Data: can we cope?
Are we all drowning in a deluge of data? Are our data tools and systems managing to keep up with all the numbers we're collecting all the time? A series of articles in the journal Science doesn't give an entirely positive view, at least in terms of what's going on in the scientific research community. But what does that have to do with uncertainty?
In the 11 February 2011 issue of the (extremely prestigious) international journal Science journal, published by the American Association for the Advancement of Science, there's a series of articles on data. More specifically, they are about the challenges posed to science by the enormous quantities of data being collected, and the new opportunities that arise when scientists disseminate, share and collaborate on the data.
Science has decided to allow free online access to most of these articles, provided you are willing to register, which isn't too tedious a process.
The general tone of many of them is rather gloomy. Yes, almost unimaginable amounts of scientific data are being collected, but data are being lost, and opportunities are being wasted because sharing of data doesn't happen enough. Science surveyed their peer reviewers (the scientists who make recommendations on whether articles by other scientists should be published). They got about 1700 responses, and found, for instance, that over 80% of respondents did not have enough funding for data curation (that is, effective storing and caring for the data they have collected). Almost a quarter (23%) said they did not have the necessary expertise to analyse the data in the way they wanted, even after taking into account the possibility of getting the expertise through collaborations outside their own lab or research group.
But what does all this have to do with understanding uncertainty? Well, if you were to go by what it says in the article collection, you might think the answer was "not a lot". Rather little is said about uncertainty, or risk, or chance. I should make it clear here that I haven't read all the articles yet - they do provide a small data deluge, or at least quite a big puddle, on their own. But I did search them (online) for mentions of words like uncertainty, chance and risk, and found rather few. (If you find I've missed some important mentions, please put up a comment to say so!)

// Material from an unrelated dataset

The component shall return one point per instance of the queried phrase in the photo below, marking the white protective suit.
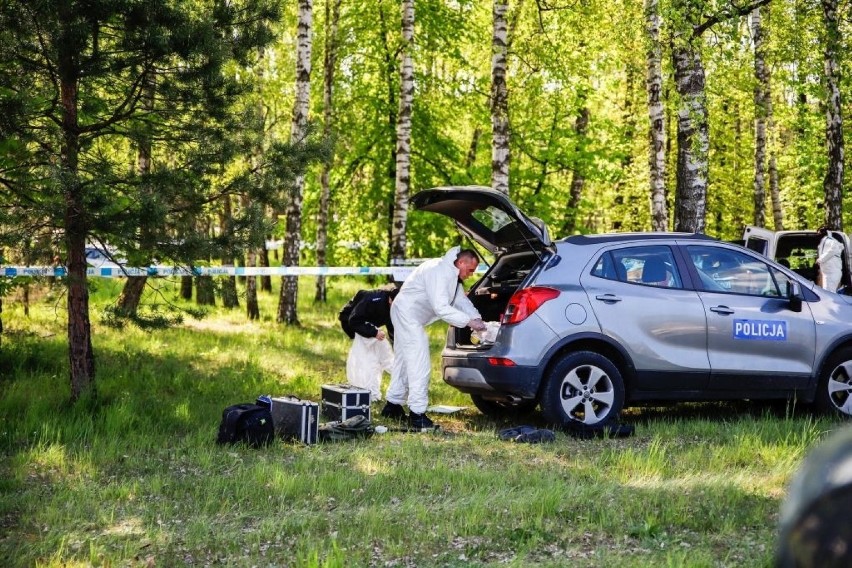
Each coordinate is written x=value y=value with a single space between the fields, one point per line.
x=367 y=358
x=431 y=292
x=830 y=265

Maybe this lack reflects the view that, if you have enough data, there's so little uncertainty left that you needn't worry about it. I hope not, because in general that's not true. In simple situations, if you have a big enough sample of data, there may indeed be little uncertainty left. But many of the Science articles deal with very complicated situations, where the data are highly structured and correlated. In such cases, even with huge amounts of data there can be considerable uncertainty about what's going on.
More importantly, in many of the scientific areas discussed, the main aim is to make predictions about the future. Even with huge amounts of data about the present and the past, predicting the future almost inevitably involves uncertainty. Just think about weather forecasts. Meteorologists collect huge numbers of observations, all over the world, all the time. They process them on immensely powerful computers. Yet everyone knows there is considerable uncertainty in the predictions they make. Tomorrow's forecast isn't always entirely accurate. This isn't because the meteorologists are incompetent or because they are doing the wrong calculations; it's just the way things are. The atmosphere is very complex indeed.
Let's just hope that some of the other scientific areas, covered in the Science articles, haven't forgotten about uncertainty.